Mark Cameron is executive director of Canadians for Clean Prosperity, and a former policy adviser to Prime Minister Stephen Harper.

Prime-minister-designate Justin Trudeau and his team could be forgiven for wanting a break after the long federal election campaign, but that is a luxury they will not have.

Within 40 days, the new prime minister and the premiers will face the challenge of presenting Canada's action plan on climate change at the COP 21 United Nations conference on climate change in Paris. Furthermore, the Liberal platform calls for a federal-provincial meeting within 90 days to develop a new climate framework and emissions targets – an ambitious agenda, to say the least.

Under the outgoing Conservative government, Canada was on track to miss its Copenhagen climate targets of 17-per-cent reduction below 2005 levels by 2020, just as the previous Liberal governments failed to meet our Kyoto targets.

Setting impressive targets and failing to meet them has become an unfortunate Canadian tradition. As Mr. Trudeau himself has said, "What we need is not ambitious political targets. What we need is an ambitious plan to reduce our emissions in the country."

What then should that plan look like? As most free-market economists recognize, the most effective way to reduce emissions is to price them through a carbon fee or carbon trading system, and let the market find the least costly path to reducing emissions.

The Liberal plan is based on working with the provinces and helping them develop and implement their own climate policies, including carbon pricing.
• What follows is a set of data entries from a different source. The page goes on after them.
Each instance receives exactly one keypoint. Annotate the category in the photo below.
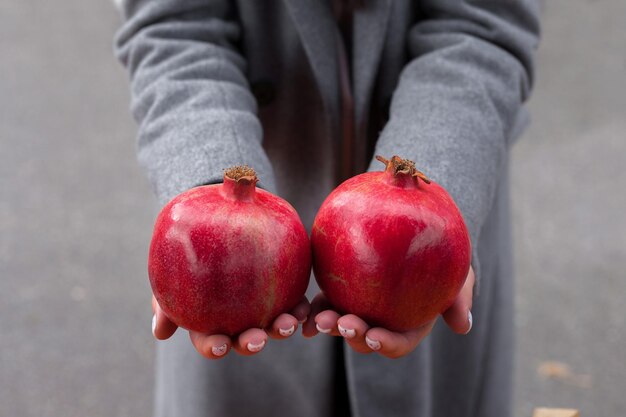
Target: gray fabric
(456, 73)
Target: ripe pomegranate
(228, 257)
(390, 247)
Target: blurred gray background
(76, 216)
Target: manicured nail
(256, 347)
(347, 333)
(221, 350)
(470, 319)
(287, 332)
(319, 329)
(373, 344)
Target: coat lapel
(315, 23)
(370, 28)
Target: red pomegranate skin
(391, 249)
(228, 257)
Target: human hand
(365, 339)
(247, 343)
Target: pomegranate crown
(403, 166)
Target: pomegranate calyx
(398, 166)
(241, 173)
(240, 182)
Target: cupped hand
(365, 339)
(247, 343)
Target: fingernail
(255, 347)
(373, 344)
(221, 350)
(319, 329)
(470, 319)
(287, 332)
(348, 333)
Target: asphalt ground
(76, 215)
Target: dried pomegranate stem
(403, 166)
(240, 182)
(241, 173)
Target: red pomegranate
(228, 257)
(390, 247)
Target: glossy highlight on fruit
(391, 247)
(228, 257)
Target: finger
(162, 327)
(283, 326)
(459, 315)
(302, 310)
(326, 322)
(250, 342)
(394, 344)
(214, 346)
(353, 330)
(319, 303)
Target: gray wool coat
(442, 82)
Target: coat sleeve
(460, 97)
(190, 96)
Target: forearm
(459, 97)
(190, 96)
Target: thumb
(459, 315)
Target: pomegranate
(228, 257)
(390, 247)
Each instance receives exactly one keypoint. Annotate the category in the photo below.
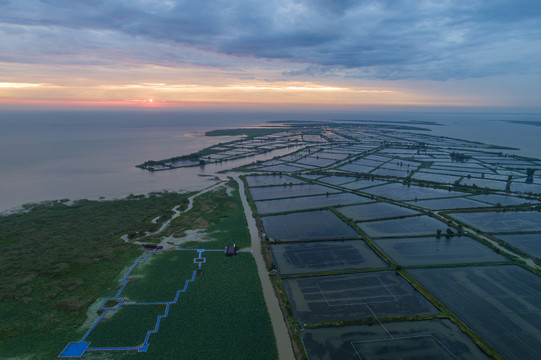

This approach makes sense, as within a year, the four largest provinces representing almost 80 per cent of Canada's economy and Canada's greenhouse gas emissions will have their own carbon pricing systems in place.

Provincial economies vary greatly, and a one-size-fits-all policy may not produce fair and equitable outcomes for every province. But a patchwork of provincial systems of varying stringency could lead to failure as well. So if some provinces are slow to act, the federal government should bring in a minimum national carbon price as a backstop. This price should start at British Columbia's current level of $30 per tonne, and increase after that.

However, Mr. Trudeau's government should commit that any revenues raised by a federal carbon fee within a province will be sent back to that province. Carbon pricing should not become a revenue-raising tool for Ottawa. Furthermore, the federal government should encourage provincial governments to return carbon revenues back to their own households and job creators as tax cuts or credits. A revenue-neutral carbon price ensures that every dollar taken from the economy in carbon fees is returned to consumers and businesses to help them choose less carbon-intensive alternatives.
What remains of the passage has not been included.